The shadows of a flock of birds passed over the thicket as she and Alexius held each other in silence. She tried to push back her sadness, but a single sob worked free from her throat. She buried her face against his shoulder.

“Tibi,
agape mou,
I didn’t tell you about my past to hurt you. If I had my way, you’d never experience pain again. I told you to answer your question, to give you the whole truth and make you understand why I have to fight. Before I was sold to the
lanista,
I sat rotting in prison, cursing the gods and those hags, the Fates. A rage formed inside me then that even now I struggle to keep buried. My anger is like a wild creature clawing to be free or a volcano on the brink of eruption. When I fight in the arena, I can unleash the beast and know for a time, no matter how short, I’ll gain a measure of relief and a sense of my true self. If I stop fighting, I’m afraid…” He choked on the word. “I’m afraid I’ll lose control and hurt, not a trained gladiator armed with weapons, but someone powerless to defend himself against me.”

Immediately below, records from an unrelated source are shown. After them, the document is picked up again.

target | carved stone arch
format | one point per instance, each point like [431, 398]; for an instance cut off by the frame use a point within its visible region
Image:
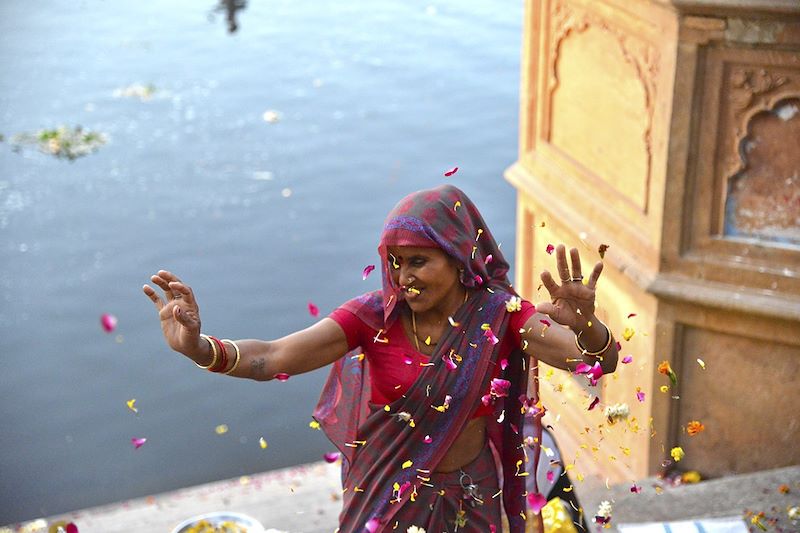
[762, 187]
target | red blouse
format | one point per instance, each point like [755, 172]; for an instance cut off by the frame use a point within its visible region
[396, 364]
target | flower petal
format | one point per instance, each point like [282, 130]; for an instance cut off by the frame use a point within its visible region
[109, 322]
[367, 270]
[451, 171]
[536, 501]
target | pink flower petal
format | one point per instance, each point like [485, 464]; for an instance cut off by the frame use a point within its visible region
[536, 501]
[367, 270]
[499, 387]
[109, 322]
[331, 457]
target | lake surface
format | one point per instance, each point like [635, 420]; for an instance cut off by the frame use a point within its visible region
[374, 99]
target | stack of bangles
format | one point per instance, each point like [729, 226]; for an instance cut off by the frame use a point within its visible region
[598, 353]
[219, 361]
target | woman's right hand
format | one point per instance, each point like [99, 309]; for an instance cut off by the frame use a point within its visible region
[179, 314]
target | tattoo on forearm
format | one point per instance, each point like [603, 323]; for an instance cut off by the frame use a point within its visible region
[259, 367]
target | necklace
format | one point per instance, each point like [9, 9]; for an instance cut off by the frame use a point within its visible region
[414, 325]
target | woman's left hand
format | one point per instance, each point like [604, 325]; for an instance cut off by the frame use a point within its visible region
[572, 302]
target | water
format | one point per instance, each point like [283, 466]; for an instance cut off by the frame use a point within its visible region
[376, 99]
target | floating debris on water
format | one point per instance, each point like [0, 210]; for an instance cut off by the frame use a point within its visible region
[137, 90]
[62, 142]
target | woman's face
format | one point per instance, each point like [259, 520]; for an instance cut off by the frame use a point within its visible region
[428, 277]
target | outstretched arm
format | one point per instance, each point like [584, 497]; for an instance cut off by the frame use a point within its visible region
[575, 332]
[303, 351]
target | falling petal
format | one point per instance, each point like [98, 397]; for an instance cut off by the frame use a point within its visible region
[367, 270]
[536, 501]
[109, 322]
[677, 453]
[499, 387]
[132, 405]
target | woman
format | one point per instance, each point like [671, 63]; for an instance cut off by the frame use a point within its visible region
[427, 394]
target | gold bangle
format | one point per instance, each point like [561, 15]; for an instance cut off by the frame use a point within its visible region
[238, 356]
[213, 352]
[584, 351]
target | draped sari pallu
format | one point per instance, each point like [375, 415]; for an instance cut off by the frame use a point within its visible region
[386, 459]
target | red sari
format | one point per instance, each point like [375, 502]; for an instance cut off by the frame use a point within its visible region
[388, 465]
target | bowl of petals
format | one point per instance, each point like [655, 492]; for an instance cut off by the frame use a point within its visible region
[220, 522]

She eased from his embrace and stood. “I understand your dilemma now, but I think there
must
be some other solution.”

He smirked. “Caros claims I need his God.”

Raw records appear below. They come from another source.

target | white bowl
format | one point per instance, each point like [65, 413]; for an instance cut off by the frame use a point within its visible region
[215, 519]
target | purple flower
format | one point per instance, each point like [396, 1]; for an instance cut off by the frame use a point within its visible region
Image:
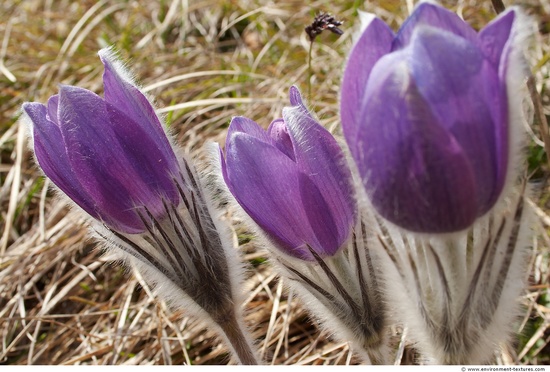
[292, 180]
[425, 114]
[109, 155]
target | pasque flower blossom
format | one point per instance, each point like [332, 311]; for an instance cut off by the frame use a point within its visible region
[294, 183]
[109, 155]
[112, 157]
[425, 114]
[291, 180]
[432, 116]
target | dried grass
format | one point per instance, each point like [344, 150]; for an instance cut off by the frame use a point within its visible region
[205, 61]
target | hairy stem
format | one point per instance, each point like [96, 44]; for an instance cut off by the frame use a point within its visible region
[235, 336]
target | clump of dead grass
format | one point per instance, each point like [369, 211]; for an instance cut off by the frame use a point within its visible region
[61, 302]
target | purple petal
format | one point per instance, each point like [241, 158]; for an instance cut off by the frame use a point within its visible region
[435, 16]
[99, 157]
[270, 188]
[128, 99]
[463, 92]
[374, 43]
[415, 171]
[50, 152]
[495, 35]
[52, 109]
[248, 126]
[321, 159]
[278, 131]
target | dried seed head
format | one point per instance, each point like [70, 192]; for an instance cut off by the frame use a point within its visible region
[323, 21]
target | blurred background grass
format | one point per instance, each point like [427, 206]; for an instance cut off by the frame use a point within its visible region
[203, 62]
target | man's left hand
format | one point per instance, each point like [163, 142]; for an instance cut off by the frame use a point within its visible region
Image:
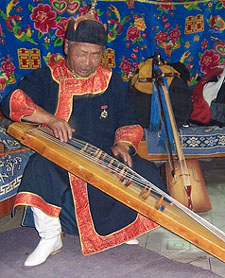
[121, 149]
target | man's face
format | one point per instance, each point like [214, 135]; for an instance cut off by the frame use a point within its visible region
[83, 58]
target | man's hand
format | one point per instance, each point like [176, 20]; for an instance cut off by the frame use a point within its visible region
[122, 149]
[60, 128]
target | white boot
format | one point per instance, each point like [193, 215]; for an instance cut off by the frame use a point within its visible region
[49, 229]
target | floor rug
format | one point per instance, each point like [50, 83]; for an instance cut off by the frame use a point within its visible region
[123, 261]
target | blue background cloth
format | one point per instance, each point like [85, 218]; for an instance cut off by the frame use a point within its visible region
[32, 33]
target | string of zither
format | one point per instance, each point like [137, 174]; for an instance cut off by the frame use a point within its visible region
[114, 166]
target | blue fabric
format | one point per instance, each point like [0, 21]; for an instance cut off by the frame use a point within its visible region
[191, 32]
[11, 166]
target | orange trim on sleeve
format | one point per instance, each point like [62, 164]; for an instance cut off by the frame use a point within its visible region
[21, 105]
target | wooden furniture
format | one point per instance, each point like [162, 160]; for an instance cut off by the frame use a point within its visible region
[199, 190]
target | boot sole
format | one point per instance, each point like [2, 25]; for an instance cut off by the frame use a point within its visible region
[56, 252]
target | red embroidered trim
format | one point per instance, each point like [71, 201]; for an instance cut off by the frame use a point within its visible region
[21, 105]
[30, 199]
[131, 134]
[91, 241]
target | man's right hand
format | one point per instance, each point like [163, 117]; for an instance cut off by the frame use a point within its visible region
[60, 128]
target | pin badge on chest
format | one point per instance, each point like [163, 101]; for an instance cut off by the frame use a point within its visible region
[104, 113]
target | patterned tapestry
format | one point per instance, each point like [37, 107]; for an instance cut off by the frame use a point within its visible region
[192, 32]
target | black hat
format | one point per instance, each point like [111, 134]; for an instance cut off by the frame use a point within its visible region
[88, 30]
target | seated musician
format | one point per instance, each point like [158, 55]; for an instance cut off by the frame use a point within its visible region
[78, 97]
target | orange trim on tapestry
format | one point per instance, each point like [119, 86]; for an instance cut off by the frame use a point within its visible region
[91, 241]
[130, 134]
[33, 200]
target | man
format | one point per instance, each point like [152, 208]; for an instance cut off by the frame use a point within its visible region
[78, 97]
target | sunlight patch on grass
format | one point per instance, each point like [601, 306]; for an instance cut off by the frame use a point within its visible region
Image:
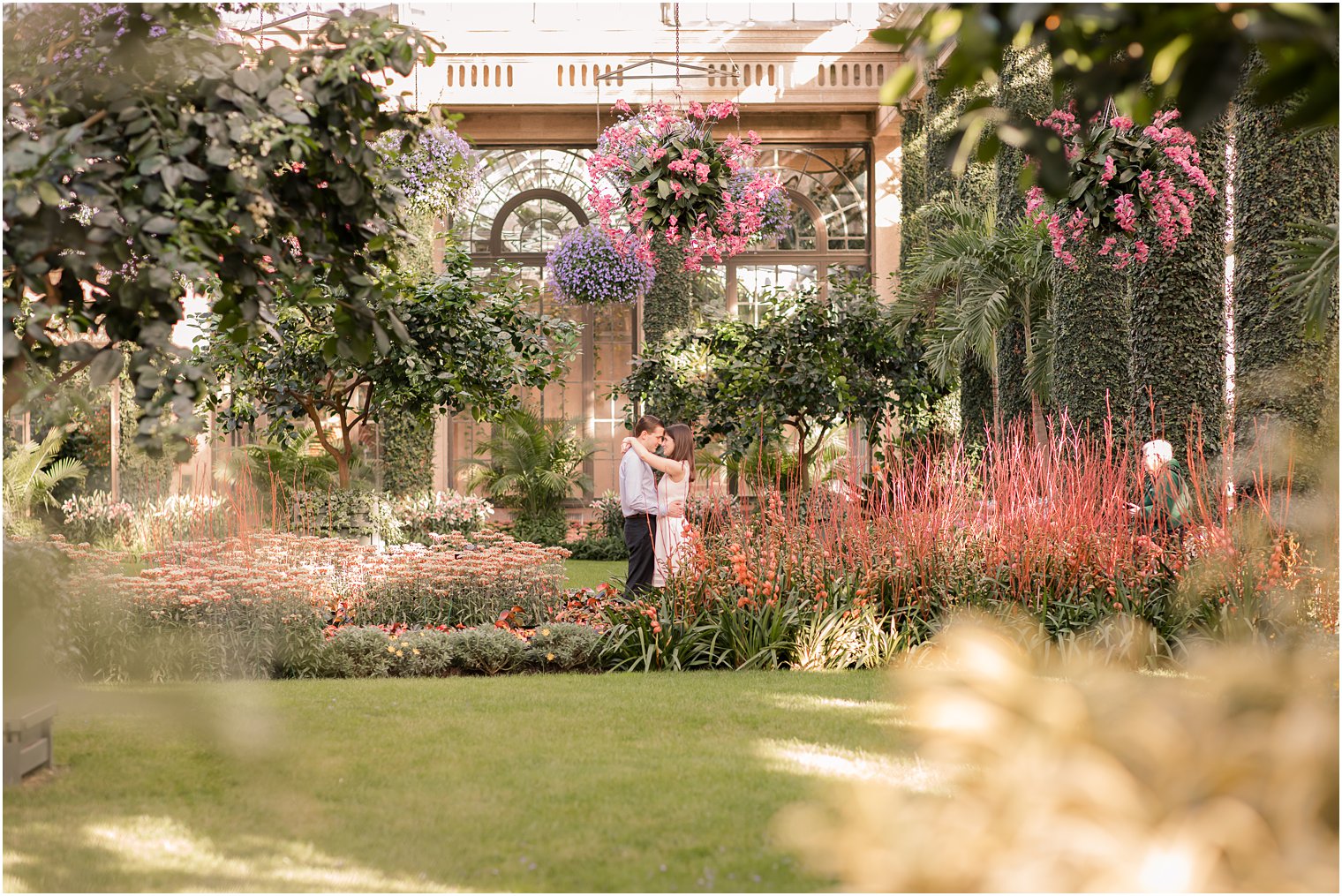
[836, 764]
[151, 844]
[816, 702]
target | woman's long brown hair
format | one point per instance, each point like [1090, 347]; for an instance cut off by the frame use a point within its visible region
[683, 439]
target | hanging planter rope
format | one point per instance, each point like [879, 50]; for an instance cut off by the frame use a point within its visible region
[1129, 186]
[588, 267]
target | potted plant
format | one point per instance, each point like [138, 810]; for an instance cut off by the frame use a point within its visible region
[665, 172]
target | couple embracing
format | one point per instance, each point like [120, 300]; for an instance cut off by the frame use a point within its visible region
[654, 506]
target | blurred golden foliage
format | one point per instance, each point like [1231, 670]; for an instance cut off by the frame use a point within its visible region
[1089, 777]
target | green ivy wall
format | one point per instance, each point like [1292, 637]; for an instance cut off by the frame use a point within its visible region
[1024, 90]
[1091, 341]
[978, 185]
[1179, 320]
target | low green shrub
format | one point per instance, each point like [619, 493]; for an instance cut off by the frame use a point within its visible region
[346, 514]
[486, 650]
[358, 652]
[549, 531]
[564, 645]
[423, 652]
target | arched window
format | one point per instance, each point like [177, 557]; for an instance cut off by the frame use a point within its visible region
[532, 196]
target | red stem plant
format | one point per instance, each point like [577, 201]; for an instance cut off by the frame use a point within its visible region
[1044, 530]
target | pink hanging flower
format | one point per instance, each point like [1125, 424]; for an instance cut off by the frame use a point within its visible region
[1160, 201]
[681, 150]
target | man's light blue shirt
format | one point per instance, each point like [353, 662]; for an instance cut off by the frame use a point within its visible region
[637, 488]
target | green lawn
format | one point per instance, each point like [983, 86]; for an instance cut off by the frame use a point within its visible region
[575, 782]
[596, 573]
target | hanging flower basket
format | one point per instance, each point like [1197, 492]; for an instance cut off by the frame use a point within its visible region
[439, 168]
[667, 175]
[590, 267]
[1129, 186]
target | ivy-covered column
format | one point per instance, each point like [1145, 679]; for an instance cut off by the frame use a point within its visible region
[1024, 90]
[1179, 320]
[1280, 176]
[1090, 341]
[407, 452]
[976, 186]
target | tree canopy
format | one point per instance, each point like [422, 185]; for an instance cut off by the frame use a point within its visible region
[470, 345]
[142, 150]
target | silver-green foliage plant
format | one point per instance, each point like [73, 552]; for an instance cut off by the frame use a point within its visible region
[33, 472]
[533, 464]
[564, 645]
[486, 650]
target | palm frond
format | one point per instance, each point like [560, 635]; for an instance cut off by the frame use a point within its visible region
[1308, 266]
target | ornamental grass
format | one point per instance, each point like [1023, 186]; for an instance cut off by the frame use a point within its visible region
[843, 578]
[265, 604]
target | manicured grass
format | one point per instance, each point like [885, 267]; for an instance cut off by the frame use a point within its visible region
[562, 782]
[596, 573]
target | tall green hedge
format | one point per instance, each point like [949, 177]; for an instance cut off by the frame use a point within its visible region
[1279, 177]
[1024, 90]
[407, 452]
[1091, 341]
[977, 185]
[913, 141]
[1179, 320]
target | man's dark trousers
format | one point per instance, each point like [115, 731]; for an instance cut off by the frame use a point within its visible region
[640, 532]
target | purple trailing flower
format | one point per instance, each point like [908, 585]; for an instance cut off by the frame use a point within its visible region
[587, 267]
[439, 169]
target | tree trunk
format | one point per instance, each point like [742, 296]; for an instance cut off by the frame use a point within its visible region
[803, 460]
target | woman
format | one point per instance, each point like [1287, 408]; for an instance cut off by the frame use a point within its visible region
[1166, 502]
[676, 464]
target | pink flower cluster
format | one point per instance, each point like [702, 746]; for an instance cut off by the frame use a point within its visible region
[1154, 200]
[663, 172]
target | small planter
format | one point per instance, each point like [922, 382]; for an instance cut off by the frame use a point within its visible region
[27, 742]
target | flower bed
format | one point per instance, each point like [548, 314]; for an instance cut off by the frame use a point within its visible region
[260, 606]
[1040, 537]
[1037, 537]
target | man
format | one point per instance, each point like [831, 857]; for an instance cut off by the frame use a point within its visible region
[639, 505]
[1166, 502]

She picked a small white lemon blossom from the tree and pressed the sweet bloom to her nose. “Perhaps
He
can
help. Caros used to be such a dark and forbidding man, but now he’s filled with joy. You said yourself the change in him is too great to ignore.”

“And why would a God of peace care anything about a violent man like me?”

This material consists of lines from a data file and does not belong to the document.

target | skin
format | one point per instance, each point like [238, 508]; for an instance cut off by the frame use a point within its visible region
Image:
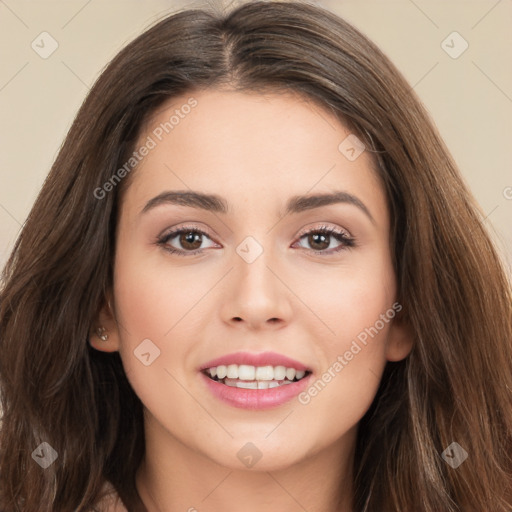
[256, 151]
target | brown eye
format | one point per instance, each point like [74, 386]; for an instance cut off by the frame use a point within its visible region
[190, 240]
[318, 240]
[184, 241]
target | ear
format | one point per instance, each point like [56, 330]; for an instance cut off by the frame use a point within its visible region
[400, 339]
[106, 326]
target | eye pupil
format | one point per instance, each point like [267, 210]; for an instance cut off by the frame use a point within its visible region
[320, 240]
[190, 240]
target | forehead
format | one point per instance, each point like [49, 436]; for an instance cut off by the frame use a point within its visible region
[251, 146]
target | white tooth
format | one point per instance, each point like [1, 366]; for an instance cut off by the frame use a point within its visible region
[232, 371]
[247, 385]
[290, 373]
[221, 371]
[279, 372]
[264, 373]
[246, 372]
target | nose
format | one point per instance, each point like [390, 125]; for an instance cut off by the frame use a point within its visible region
[256, 296]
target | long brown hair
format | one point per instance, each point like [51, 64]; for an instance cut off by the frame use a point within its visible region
[455, 386]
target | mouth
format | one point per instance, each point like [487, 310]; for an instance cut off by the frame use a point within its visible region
[255, 377]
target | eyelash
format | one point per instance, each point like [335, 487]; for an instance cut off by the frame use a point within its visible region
[341, 236]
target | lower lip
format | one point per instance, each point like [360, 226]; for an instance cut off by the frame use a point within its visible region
[256, 399]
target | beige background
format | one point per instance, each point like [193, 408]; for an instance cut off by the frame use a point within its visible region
[470, 97]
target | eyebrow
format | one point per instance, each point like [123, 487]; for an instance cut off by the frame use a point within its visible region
[217, 204]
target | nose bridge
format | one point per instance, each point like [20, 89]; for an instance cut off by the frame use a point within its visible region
[256, 296]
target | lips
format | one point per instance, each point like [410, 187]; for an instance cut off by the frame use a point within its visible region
[255, 381]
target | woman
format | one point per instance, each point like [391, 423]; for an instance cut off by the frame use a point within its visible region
[255, 279]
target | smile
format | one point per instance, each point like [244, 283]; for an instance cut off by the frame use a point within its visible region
[254, 377]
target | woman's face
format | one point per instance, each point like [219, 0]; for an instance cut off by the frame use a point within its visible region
[253, 272]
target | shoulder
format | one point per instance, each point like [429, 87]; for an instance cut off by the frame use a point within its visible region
[110, 501]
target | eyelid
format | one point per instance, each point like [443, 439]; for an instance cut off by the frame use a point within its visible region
[347, 240]
[337, 229]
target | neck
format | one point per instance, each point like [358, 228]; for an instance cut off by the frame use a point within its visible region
[175, 477]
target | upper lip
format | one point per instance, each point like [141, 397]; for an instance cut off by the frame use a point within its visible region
[260, 359]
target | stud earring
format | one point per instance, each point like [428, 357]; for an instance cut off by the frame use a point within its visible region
[100, 332]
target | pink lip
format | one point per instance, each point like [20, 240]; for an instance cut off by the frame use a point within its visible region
[256, 399]
[261, 359]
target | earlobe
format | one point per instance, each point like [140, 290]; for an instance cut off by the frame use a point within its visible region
[400, 340]
[104, 335]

She bit her bottom lip, searching for a reasonable answer. “Pelonia’s told me many times her God loves everyone, no matter who they are or what they’ve done. Maybe it’s true.”

Scowling, Alexius leaned his head against the tree. His eyes closed. He crossed his arms over his middle. Slivers of sunlight glinted off his silver wristbands. He looked exhausted and defeated, something she’d never thought she would see. Little wonder: telling her about his tortured past must have exacted a terrible toll on him.

With neither of them able to discover a resolution to their problems, she knelt beside the basket. The fur-covered grasses sank beneath her weight. Careful not to disturb Alexius when she hoped he was falling asleep, she began to quietly stow the parchment wraps and recork their empty bottles of water.

Once Tibi put everything away, she coaxed Alexius to lie down on the fur, his dark head on one of the pillows.

Confident that Alexius was getting some much-needed rest, she decided to take one of her favorite walks along the river before she woke him to return to the
ludus
.

“Tibi?”

Alexius reached for her, but his fingers found soft beaver fur instead of smooth, supple skin. Disappointed, he rolled to his back and blinked the sleep
from his eyes. He must have slept at least an hour. It was the darker side of twilight. The trees were an inky smudge against a sky the color of a deep purple bruise.

He rubbed his brow, wincing at his remembered confession to Tibi. Embarrassment pummeled him like hail, although he had to admit that the storm inside him seemed calmer for the first time in years.

“Tibi,” he called. The chirp of crickets was all that replied. Worry sparked to life. Had she deserted him? She’d said she loved him
before
he admitted to what he’d done to Ulixes. She was too gentle of heart to reject him outright, but perhaps she’d reconsidered the wisdom of loving a gladiator with such a violent past.

But would she have deserted him without a word?

That didn’t seem like her.

“Tibi!” No answer. He surged to his feet, straining against the darkness to find her. He knocked over the basket of uneaten food as he left the thicket. Moonlight filtered through the poplar and pine trees of the abandoned garden. An owl hooted somewhere nearby. Where was she? “Tibi!” he shouted.

Growing more worried with every step, he charged toward the river along the uneven path. So soon after reliving his sister’s assault, his mind raced to the worst possibilities. What if she’d fallen into the frigid depths or been bitten by a poisonous serpent? He started running. The river’s edge revealed nothing of her location—no footprints or sign of anyone of any kind. Light from the moon and stars reflected on the water’s rippled surface. The gentle lap of the current was the only sound to fill the eerie silence.